Gitmo prisoners threatened with degrading body search
Attorneys for the hunger-striking inmates at the notorious US Guantanamo Bay prison say the jail’s officials have threatened their clients with humiliating body searches as a scare tactic to dissuade them from meeting their lawyers.
“Under the new search policy, a detainee who leaves his camp is subject to a search including his private parts and ...,” AFP quoted lawyer David Remes as saying on Saturday.
Remes made the remarks after coming back from the military prison to speak with some of his dozen clients kept in there.
Over two thirds of the 166 prisoners still held at the notorious US jail are on a hunger strike, which began on February 6 against prison conditions and the detainees’ indefinite confinement.

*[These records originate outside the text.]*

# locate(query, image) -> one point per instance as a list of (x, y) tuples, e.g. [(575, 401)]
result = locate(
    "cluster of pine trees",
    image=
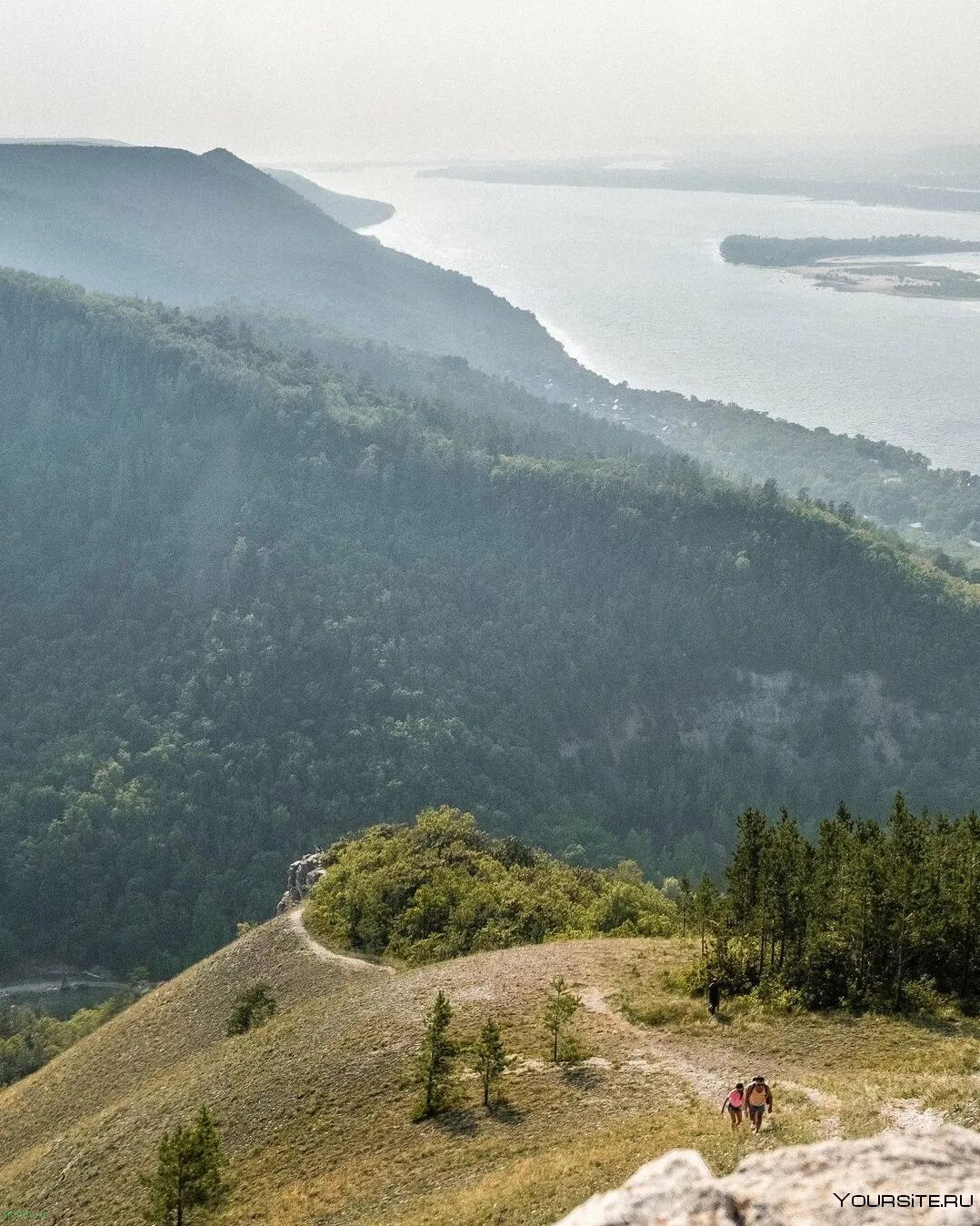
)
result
[(864, 916)]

Remes added that two of his Yemeni clients on hunger strike, identified as Abd al-Malik Abd al-Wahab, and Salman Rabeii, had talked about the new policy. The lawyer was at the US naval prison from April 29 to May 3.
Describing the searches as “shocking,” Remes highlighted that they were “designed to deter many detainees from meeting with their” lawyers and “to make their life more miserable and put the detainees in front of an impossible choice.”

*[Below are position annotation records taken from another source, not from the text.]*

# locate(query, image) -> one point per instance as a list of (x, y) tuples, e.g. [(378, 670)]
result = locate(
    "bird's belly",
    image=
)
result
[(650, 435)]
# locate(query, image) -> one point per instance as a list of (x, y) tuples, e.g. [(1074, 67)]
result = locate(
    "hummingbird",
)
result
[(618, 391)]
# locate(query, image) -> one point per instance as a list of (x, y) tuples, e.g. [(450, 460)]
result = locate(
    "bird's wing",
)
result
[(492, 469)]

He said that “scare tactic” is meant to break the hunger strike at the prison.
Remes cited Abd al-Wahab as telling him that fellow inmate Mukhtar al-Wrafie, who is another of his clients, decided against meeting him last week because he was afraid he would be subjected to the search.

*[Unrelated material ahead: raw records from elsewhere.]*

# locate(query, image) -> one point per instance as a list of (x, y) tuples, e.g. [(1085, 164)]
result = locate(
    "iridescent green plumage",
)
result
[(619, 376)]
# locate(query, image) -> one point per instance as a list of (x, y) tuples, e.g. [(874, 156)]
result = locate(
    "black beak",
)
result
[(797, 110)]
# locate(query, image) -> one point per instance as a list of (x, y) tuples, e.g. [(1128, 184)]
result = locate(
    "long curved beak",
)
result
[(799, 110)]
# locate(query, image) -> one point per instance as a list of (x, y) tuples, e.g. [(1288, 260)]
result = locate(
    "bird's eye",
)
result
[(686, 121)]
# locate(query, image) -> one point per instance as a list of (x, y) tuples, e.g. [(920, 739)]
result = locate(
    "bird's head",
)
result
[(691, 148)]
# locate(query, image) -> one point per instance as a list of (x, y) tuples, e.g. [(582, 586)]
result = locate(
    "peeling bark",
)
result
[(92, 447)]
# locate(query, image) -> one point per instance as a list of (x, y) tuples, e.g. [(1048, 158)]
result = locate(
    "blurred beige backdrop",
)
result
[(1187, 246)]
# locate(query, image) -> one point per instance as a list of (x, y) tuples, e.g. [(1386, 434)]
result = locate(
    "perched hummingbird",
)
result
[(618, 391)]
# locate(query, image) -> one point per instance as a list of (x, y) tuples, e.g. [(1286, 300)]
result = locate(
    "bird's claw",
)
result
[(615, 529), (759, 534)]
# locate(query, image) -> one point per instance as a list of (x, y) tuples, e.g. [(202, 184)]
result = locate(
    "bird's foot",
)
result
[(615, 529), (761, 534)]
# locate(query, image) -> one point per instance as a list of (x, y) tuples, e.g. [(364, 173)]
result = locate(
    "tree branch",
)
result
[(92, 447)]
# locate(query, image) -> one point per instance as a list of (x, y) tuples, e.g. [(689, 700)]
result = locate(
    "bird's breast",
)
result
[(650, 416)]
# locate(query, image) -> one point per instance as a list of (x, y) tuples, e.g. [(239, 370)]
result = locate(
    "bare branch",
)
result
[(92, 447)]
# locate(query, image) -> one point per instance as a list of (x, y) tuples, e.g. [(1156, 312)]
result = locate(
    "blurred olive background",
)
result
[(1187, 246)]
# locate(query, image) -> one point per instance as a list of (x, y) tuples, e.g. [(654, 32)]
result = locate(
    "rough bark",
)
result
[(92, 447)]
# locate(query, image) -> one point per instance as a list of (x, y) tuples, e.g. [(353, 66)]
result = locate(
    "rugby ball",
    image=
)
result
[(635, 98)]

The US forces recently resorted to force-feeding some of the striking captives via tubes through their nose and into their stomach.
The International Committee of the Red Cross (ICRC) has urged the US President Barack Obama's administration to mend the situation in Guantanamo that has compelled prisoners to go on hunger strike, saying the act of force-feeding is akin to torture.
Most of the 166 detainees being held at the jail have been cleared for release or have never been charged.